Des bugs en pagaille
En dépit d'un patch disponible à son lancement, LittleBigPlanet 3 n'est pas exempt de quelques bugs plus ou moins gênants. Attention, c'est un peu un festival. Ainsi, il faut être prêt à se trouver confronté à des points de respawn refusant de fonctionner ou situés avant un obstacle qui, une fois refermé, ne s'ouvrira plus jamais, bloquant définitivement le personnage dans la zone scellée avec obligation de reprendre le niveau à zéro. Il n'est pas rare non plus de passer derrière un élément de décor voire carrément à l'intérieur, ce qui vous obligera, là encore, au mieux à détruire Sackboy pour réapparaître dans le niveau, au pire à recharger la partie. Un problème qui s'est même produit dans le pod depuis lequel on accède au menu et à la carte du monde, carte qui s'est pour sa part transformée en un lointain plateau enfermé dans une skybox. Plus gênant encore, même si j'ai été épargné, on cite également quelques cas de corruption de sauvegarde. Et on termine avec un framerate parfois hésitant. En somme, il faut s'attendre à voir débarquer quelques patchs... rapidement on l'espère.
Points forts
- 4 personnages pour 4 gameplays
- Le potentiel offert pour les nouveautés (personnages, gadgets, niveaux de profondeur...)

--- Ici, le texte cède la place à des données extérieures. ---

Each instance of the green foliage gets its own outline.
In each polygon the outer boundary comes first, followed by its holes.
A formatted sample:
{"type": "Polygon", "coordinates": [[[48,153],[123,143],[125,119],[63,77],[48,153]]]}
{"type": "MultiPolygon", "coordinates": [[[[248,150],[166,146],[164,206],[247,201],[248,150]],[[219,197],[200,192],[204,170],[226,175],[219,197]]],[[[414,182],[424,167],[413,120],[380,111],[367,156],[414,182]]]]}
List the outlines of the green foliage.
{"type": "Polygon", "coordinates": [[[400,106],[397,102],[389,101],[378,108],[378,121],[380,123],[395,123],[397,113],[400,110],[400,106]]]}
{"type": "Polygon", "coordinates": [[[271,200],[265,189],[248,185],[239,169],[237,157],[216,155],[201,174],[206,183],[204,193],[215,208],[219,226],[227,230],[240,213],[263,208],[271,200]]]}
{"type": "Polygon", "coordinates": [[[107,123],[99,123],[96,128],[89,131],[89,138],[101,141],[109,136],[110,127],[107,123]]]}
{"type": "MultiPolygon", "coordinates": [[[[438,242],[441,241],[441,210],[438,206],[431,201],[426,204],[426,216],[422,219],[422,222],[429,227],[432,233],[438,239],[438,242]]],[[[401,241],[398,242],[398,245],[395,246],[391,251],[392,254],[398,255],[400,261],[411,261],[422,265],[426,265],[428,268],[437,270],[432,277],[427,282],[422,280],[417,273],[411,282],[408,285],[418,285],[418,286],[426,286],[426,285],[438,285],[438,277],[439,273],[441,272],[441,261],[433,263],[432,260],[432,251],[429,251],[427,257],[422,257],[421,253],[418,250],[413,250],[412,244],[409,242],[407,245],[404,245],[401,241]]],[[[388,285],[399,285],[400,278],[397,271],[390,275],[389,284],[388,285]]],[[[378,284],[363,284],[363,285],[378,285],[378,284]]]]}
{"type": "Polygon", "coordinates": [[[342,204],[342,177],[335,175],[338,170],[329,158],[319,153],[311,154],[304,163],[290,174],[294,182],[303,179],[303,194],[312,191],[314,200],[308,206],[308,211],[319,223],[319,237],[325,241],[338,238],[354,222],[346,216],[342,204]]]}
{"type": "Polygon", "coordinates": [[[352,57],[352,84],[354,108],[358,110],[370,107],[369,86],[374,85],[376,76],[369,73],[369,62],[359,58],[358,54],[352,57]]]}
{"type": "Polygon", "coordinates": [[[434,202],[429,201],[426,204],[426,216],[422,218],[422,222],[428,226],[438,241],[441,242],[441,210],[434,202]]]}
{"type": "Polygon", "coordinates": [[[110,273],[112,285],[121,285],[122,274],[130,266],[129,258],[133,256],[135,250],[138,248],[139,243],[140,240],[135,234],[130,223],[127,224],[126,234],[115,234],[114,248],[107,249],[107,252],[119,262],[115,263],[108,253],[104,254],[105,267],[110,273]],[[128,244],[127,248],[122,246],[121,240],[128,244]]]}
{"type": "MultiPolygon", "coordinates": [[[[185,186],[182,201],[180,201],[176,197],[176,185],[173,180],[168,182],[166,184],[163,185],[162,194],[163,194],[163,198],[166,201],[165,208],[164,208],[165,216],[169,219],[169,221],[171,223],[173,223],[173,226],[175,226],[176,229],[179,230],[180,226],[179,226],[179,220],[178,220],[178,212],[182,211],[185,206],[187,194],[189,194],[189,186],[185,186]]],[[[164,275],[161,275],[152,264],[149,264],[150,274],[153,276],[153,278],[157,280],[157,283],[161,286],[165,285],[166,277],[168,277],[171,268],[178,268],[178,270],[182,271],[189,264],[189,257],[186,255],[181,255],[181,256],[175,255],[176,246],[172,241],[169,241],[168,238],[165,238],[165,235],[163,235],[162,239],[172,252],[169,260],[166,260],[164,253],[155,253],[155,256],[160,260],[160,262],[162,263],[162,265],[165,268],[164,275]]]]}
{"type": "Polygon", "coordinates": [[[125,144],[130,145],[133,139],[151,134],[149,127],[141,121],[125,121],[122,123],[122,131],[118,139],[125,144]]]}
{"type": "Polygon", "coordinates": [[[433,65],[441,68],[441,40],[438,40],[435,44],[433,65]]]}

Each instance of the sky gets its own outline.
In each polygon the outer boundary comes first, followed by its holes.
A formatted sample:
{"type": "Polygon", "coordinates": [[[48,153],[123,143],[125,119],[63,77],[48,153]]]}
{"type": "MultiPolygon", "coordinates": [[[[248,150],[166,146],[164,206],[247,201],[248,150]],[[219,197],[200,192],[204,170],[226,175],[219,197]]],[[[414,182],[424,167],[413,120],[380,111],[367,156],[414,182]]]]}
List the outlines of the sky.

- L'outil de création puissant
- L'univers toujours charmant
- La bande-son, à la hauteur des précédents volets
Points faibles
- Le mode Aventure un peu court et pas très audacieux
- Les nouveautés à peine exploitées dans le mode Aventure
- Oddsock, Swoop et Toggle font de la figuration
- La coop qui exploite mal les nouveaux personnages
- Un paquet de bugs, dont des bugs de progression
Avec LittleBigPlanet 3, Sumo Digital semble s'adresser avant tout aux créateurs à qui il offre une panoplie conséquente d'outils et de nouveautés. Gadgets inédits, possibilités accrues de conception de jeux plus vastes, plus complexes, nouveaux personnages et même quelques astuces pour inciter les débutants à se lancer avec l'éditeur. Mais paradoxalement, cette richesse s'accompagne d'un mode Aventure qui ne fait qu'effleurer ce potentiel et ces nouveautés en se cantonnant presque exclusivement à de la plate-forme et en laissant les 3 héros supplémentaires faire de la figuration. Même la coop manque une opportunité avec eux. On s'en remet donc à la communauté qui saura sans nul doute tirer le meilleur parti des outils puissants mis à sa disposition, comme on l'a vu durant la bêta, et à Sumo Digital pour patcher un jeu qui en a bien besoin.